The sculpture to beautify the reworked garden in front of the Catherine Palace – the Regular Park -- was brought to Tsarskoye Selo in the mid-1700s from St Petersburg, chiefly from the Summer Garden. It came from the collection that had been acquired in Peter the Great’s time.

The statues of mythological personages (Perseus and Andromeda, Hercules, Mars and others), allegories (Military Valour; Patriotism; Wisdom trampling on Vice; Magnificence; Peace; the months and seasons) were commissioned by Peter to glorify Russia’s victories and to instruct and educate his subjects, but acquired a purely decorative role in the garden of his daughter, Empress Elizabeth.

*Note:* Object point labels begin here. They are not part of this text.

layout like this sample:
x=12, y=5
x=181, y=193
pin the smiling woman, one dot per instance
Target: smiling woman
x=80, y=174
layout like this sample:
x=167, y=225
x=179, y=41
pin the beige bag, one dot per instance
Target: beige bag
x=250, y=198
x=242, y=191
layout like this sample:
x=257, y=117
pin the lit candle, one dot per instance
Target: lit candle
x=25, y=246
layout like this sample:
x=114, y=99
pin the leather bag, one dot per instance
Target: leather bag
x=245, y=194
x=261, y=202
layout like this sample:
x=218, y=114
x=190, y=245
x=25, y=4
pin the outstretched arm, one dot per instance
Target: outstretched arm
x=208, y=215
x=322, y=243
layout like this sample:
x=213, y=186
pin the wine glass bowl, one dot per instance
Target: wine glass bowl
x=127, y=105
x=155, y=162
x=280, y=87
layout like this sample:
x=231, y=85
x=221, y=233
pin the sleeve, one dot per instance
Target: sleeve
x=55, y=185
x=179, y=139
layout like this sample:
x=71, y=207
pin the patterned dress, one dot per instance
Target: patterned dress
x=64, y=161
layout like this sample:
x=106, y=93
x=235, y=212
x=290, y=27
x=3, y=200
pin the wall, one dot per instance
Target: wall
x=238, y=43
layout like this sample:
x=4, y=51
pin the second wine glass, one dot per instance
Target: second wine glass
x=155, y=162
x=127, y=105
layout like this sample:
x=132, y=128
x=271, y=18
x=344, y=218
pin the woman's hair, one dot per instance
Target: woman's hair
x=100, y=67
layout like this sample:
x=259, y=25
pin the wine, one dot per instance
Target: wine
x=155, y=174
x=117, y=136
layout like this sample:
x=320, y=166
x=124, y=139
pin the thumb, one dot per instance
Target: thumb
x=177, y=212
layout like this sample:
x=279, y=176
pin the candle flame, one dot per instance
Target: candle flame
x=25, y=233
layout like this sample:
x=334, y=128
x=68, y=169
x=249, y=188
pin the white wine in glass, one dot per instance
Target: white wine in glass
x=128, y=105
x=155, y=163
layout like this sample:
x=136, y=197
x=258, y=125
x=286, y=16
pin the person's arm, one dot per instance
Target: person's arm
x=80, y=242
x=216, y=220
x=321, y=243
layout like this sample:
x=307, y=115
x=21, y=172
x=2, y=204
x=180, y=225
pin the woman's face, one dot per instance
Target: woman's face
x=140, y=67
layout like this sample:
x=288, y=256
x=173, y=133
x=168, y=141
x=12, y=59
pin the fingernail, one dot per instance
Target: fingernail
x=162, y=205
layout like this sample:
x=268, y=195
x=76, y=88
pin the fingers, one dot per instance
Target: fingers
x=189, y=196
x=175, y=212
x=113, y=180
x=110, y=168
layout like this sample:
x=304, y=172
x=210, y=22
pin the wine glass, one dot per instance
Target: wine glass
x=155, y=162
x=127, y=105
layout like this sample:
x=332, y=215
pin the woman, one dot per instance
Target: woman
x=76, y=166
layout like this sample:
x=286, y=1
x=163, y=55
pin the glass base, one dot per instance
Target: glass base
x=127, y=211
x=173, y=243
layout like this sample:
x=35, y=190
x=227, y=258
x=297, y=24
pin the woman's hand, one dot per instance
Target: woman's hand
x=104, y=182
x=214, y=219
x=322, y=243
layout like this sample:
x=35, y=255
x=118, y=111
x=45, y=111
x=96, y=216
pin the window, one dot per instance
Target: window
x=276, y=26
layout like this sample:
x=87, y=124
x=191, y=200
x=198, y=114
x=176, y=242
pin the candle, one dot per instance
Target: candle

Nowadays works of Venetaian sculptors can be seen by the main and garden entrances to the Catherine Palace and also along the chief alley of the Old Garden.

Under Catherine II bronze busts and statues were placed on the Cameron Gallery, the portico of the Agate Rooms, the Ramp and in the Hanging Garden. These were copies of the most outstanding (by the standards of the time) works of ancient sculpture produced in the 1780s and 1790s mainly from models and casts brought from Italy by Ivan Shuvalov and Nikolai Yusupov. The casting was done in the Imperial Academy of Arts by the master-founders Gastecloux and Mozhalov under the supervision of the sculpture professor Fiodor Gordeyev. Besides that bronze copies were made of four allegorical busts by Lambert-Sigisbert Adam and of Canova’s Genius of Death and casts made of portraits of the Russian polymath Mikhail Lomonosov (by Fedot Shubin) and the British statesman Charles James Fox (by Nollekens). Among the mythological personages, ancient generals, poets, philosophers and Roman emperors Catherine placed two likenesses of her own contemporaries, thus granting them a special honour. On the Cameron Gallery there are also busts cast by V. Yekimov in the 1790s from models by Concesio Albani.

In the 1930s works by the mid-nineteenth-century Russian sculptors Brodzsky and Zabello were set up in the Private Garden of the Catherine Park along with a copy of Canova’s Dancers.

Mention should be made of the losses of the Second World War: at that time Tsarskoye Selo was deprived of colossal bronze statues of Niobe and her daughter and a sleeping Ariadne from the Flower Garden by the Cameron Gallery and also of a bust of Emperor Titus and a statue of Catherine II in the guise of Ceres.